San Diego Tribe Sued by California Over Online Bingo Site

The state of California has sued the Iipay Nation of Santa Ysabel, based in San Diego County to make it stop offering online Class II gaming, i.e. online bingo. The website was launched on November 4, after a previously planned online poker website was shelved.

The San Diego County-based Iipay Nation of Santa Ysabel, which is pioneering the concept that a tribe can legally offer online Class II gaming in the form of online bingo, has been sued by the state of California in federal court in an attempt to shut down the website, which launched on November 4.

On November 26 the tribe filed a counter-suit, calling the state action, “a baseless attack.”

California’s attorney general, Kamala Harris, filed the lawsuit on November 18 after the tribe began operating a real money bingo site, limited to patrons 18-years-old and older. Bettors create an online account and provide credit card information when they make a bet.

Normally tribes can offer Class II gaming at their reservations without a compact with the state, but offering the games online opens up a whole legal can of worms. The state is asserting that the tribe’s action’s violates its gaming compact with the state by offering games that could be considered Class II.

The lawsuit, filed in the U.S. District Court for the Southern District of California argues that the tribe is violating the Indian Gaming Regulatory Act (IGRA) of 1988, among other laws, including the federal government’s Unlawful Internet Gambling Enforcement Act (UIGEA) of 2006.

The lawsuit will be heard in court December 4.

The lawsuit says, in part: “This action seeks appropriate injunctive relief to prevent unlawful Internet gambling; defendant Iipay Nation of Santa Ysabel, also known as Santa Ysabel Band of Diegueño Mission Indians, has begun to offer a facsimile of bingo over the Internet to bettors, who are not located on the Tribe’s Indian lands. In addition to violating state and federal law, the Tribe’s conduct materially breaches the tribal-state class III gaming compact (Compact) between the Tribe and the State.”

The attorney general has also declared the tribe’s online bingo site, DesertRoseBingo.com “an imminent threat to the public health, safety, and welfare” and seeks a temporary restraining order followed by a permanent order from the federal court that the tribe may not offer internet gaming.

The state’s 15-page case rests largely on the tribe allowing persons outside of the reservation to play, i.e. those who are able to access the website.

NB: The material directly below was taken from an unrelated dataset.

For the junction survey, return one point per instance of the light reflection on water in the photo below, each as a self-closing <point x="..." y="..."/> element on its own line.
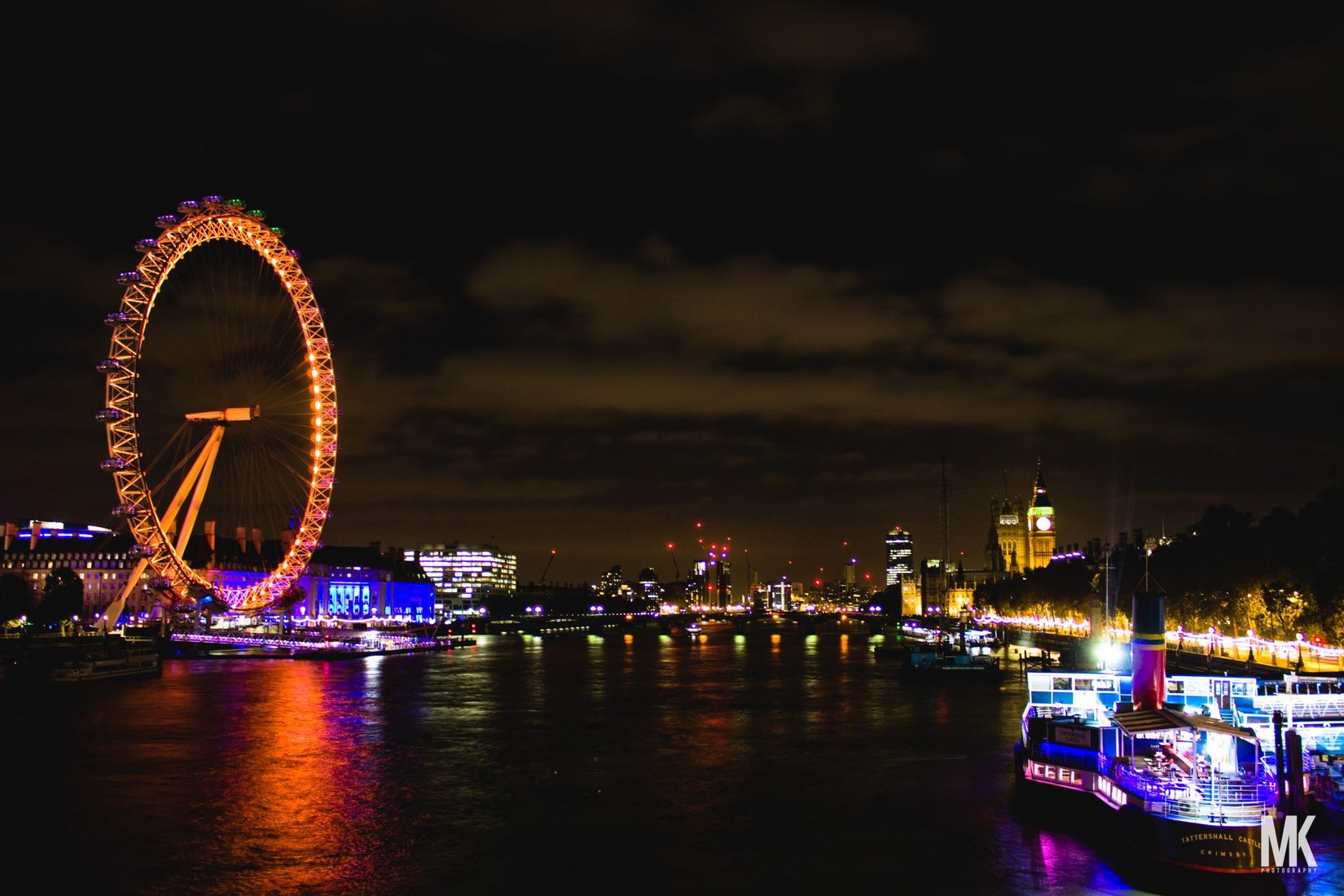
<point x="723" y="763"/>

The tribe, “has begun to offer a facsimile of bingo over the Internet to bettors, who are not located on the tribe’s Indian lands,” says the complaint.

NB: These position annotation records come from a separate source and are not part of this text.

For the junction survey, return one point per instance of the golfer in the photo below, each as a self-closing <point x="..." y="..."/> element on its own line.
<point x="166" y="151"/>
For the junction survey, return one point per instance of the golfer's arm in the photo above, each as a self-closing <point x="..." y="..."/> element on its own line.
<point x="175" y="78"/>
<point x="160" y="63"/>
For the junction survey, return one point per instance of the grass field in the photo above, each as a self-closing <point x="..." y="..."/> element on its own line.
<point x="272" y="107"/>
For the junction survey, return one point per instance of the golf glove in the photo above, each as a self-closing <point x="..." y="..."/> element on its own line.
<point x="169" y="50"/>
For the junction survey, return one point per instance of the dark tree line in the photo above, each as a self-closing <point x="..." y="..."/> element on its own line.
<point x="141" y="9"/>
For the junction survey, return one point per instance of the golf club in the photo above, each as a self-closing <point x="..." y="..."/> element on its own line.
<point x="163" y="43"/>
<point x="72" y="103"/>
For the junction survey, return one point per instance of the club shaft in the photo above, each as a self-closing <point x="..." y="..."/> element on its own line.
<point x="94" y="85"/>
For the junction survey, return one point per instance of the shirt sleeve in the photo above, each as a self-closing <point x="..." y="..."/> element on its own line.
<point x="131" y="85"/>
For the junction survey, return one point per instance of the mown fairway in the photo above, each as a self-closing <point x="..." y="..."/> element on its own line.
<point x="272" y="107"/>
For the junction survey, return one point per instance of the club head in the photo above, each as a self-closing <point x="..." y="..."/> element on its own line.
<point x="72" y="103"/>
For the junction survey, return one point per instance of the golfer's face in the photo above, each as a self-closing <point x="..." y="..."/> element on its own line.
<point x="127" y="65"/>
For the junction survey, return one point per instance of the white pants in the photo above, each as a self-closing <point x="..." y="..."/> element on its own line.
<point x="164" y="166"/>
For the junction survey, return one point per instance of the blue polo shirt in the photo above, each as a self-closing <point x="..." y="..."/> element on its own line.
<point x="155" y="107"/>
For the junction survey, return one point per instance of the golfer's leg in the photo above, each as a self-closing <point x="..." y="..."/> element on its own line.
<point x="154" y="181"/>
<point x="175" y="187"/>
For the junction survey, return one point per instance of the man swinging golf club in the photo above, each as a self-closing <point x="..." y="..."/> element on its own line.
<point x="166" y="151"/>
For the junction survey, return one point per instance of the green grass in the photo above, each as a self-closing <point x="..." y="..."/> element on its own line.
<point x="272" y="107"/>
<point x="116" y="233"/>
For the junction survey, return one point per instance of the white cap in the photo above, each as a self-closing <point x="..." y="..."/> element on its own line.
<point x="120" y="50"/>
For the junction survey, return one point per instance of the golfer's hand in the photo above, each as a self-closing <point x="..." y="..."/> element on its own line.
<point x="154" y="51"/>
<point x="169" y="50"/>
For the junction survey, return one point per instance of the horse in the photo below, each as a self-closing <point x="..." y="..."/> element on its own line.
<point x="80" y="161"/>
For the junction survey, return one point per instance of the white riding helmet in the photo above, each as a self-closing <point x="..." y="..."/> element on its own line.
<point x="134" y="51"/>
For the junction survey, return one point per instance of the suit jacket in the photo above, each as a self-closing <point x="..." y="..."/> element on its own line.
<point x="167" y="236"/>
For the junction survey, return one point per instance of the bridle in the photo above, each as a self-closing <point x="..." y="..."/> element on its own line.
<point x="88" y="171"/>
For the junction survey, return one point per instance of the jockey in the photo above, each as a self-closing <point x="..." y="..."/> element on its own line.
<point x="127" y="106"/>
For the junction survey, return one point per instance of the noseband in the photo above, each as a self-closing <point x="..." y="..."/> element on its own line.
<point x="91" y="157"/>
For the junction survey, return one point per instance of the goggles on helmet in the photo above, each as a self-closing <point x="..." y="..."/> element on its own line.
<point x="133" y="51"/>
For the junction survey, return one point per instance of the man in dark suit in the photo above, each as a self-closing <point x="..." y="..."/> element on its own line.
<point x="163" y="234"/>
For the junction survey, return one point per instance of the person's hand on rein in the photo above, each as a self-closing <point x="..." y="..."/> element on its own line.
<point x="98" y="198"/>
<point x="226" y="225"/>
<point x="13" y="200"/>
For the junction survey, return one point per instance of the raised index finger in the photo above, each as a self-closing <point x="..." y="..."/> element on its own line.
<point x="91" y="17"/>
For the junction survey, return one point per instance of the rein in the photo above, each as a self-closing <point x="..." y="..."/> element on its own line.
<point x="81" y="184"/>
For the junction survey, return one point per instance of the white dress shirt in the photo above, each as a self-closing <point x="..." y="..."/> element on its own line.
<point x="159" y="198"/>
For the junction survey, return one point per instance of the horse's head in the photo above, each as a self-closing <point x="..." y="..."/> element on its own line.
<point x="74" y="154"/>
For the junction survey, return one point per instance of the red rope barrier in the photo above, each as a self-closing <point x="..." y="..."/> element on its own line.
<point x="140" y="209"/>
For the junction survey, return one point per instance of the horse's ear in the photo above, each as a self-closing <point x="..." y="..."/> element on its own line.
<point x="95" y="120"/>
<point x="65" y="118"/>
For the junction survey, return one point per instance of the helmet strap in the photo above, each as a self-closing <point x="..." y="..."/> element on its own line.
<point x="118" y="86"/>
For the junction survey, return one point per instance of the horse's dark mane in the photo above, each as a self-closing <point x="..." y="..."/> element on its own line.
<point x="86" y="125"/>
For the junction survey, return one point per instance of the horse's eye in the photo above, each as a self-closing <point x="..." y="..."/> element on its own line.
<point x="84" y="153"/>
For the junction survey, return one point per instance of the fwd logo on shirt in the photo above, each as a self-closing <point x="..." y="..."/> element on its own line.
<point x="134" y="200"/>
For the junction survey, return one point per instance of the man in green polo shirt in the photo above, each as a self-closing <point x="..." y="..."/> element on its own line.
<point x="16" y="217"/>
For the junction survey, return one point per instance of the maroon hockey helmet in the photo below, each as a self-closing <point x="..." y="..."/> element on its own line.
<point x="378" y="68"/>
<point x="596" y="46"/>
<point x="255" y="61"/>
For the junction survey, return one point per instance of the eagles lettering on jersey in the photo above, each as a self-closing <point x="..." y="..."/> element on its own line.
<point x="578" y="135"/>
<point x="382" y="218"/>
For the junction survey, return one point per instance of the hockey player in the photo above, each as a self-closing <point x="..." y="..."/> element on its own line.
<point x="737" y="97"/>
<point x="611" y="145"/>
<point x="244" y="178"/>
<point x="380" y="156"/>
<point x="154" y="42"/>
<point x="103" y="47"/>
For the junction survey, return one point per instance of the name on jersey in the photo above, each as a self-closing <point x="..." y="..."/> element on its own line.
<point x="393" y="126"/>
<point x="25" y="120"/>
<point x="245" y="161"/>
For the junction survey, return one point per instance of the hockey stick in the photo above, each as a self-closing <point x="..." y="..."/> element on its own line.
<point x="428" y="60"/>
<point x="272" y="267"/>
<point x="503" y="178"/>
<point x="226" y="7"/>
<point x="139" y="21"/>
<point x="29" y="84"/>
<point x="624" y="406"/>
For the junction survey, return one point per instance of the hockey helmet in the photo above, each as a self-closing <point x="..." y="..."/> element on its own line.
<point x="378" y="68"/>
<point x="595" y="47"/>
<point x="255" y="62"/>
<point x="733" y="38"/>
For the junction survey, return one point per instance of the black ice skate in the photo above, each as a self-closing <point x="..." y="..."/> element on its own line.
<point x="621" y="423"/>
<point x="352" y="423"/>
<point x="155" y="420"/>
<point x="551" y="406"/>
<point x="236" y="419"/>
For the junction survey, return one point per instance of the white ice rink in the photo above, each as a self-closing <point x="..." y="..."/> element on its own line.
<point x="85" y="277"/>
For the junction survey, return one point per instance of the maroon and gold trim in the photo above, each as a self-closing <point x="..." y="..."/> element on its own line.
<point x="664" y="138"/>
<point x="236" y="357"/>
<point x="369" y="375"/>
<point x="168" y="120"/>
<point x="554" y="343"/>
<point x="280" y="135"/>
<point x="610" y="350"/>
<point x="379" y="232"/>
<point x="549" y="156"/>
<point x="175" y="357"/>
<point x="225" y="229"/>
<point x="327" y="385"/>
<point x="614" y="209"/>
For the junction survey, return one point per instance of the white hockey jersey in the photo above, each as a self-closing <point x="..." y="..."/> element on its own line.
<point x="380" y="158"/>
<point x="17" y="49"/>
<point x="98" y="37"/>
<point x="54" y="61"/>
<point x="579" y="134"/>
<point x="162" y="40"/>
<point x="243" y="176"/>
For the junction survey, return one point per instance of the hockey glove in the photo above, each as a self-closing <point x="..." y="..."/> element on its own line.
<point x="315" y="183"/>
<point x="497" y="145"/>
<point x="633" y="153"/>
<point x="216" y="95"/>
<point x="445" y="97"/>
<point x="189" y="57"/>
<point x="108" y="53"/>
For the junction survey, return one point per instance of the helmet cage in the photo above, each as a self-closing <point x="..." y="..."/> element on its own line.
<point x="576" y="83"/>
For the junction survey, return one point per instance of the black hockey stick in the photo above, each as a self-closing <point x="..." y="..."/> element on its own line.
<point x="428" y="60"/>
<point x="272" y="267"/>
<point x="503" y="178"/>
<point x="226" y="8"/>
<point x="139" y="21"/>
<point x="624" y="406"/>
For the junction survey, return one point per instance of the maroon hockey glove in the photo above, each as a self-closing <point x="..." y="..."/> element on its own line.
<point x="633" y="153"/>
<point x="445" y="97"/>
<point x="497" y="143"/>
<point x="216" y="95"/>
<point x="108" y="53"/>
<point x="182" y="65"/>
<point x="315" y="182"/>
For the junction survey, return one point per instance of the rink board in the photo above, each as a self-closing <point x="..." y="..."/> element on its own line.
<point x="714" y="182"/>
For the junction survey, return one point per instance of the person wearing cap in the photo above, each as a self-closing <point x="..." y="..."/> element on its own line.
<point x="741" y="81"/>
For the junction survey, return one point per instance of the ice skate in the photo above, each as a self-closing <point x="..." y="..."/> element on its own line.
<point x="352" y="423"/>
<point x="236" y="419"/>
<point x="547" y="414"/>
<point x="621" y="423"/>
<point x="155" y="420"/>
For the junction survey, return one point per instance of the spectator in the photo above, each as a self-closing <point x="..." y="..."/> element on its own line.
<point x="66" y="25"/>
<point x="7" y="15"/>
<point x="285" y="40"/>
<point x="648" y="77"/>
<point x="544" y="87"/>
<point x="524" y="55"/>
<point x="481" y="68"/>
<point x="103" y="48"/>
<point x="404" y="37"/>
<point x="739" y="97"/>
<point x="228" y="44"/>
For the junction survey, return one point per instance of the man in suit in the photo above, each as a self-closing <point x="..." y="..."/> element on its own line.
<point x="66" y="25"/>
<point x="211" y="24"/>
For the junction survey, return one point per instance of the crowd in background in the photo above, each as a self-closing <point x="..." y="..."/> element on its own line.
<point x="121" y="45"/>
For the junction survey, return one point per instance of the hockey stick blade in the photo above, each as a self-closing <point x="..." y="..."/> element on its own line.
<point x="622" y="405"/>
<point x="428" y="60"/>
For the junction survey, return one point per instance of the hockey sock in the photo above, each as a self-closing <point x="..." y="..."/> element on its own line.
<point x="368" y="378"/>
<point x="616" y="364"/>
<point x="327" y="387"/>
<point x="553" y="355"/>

The tribe responded to the lawsuit with this statement by its spokesman Cruz Bustamante that the lawsuit, “lacks both substance and merit and attacks tribal sovereignty. We look forward to having the opportunity to demonstrate the legality, regulatory veracity and consumer safety of the Tribe’s interactive Class II bingo enterprise.”

The tribe asserts that the lawsuit, “is attacking the sovereignty of all tribes,” and “ignores existing federal regulations and guidelines encompassed in the Cabazon Decision of the United States Supreme Court, which remains the law of the land.” The landmark California v. Cabazon decision of 1987 held that states have no power to regulate Class II gaming on Indian lands.

The tribe, in its countersuit of November 26, asserted

The Santa Ysabel tribe is the first tribe in the U.S. to assert the claim that it has a right to operate Class II games online. The tribe had previously stated that it has the right to operate poker online, under the assumption that that game is also a Class II. That offering is “imminent,” according to the tribal website, although it has been “imminent” for several months now.  It says it does not seek to offer Class III gaming online, and argues that whether or not the state of California legalizes online poker that it can offer it under sovereign right.

IGRA, written in 1988 before the internet was more than an infant, does not address the issue.

The state offered to meet with the tribe on July 14 to discuss online gaming, but the tribe declined, declaring that it was legal to do so without “specific state prohibition on this type of gambling activity.” At that time it also stated that it only intended to offer online poker.

The Santa Ysabel tribe previously operated a small casino in San Diego County, which it opened in 2003. Four years later the tribe shut the casino after becoming millions of dollars in debt, including several millions owed to San Diego County as part of the tribe’s obligation under its gaming compact with the state.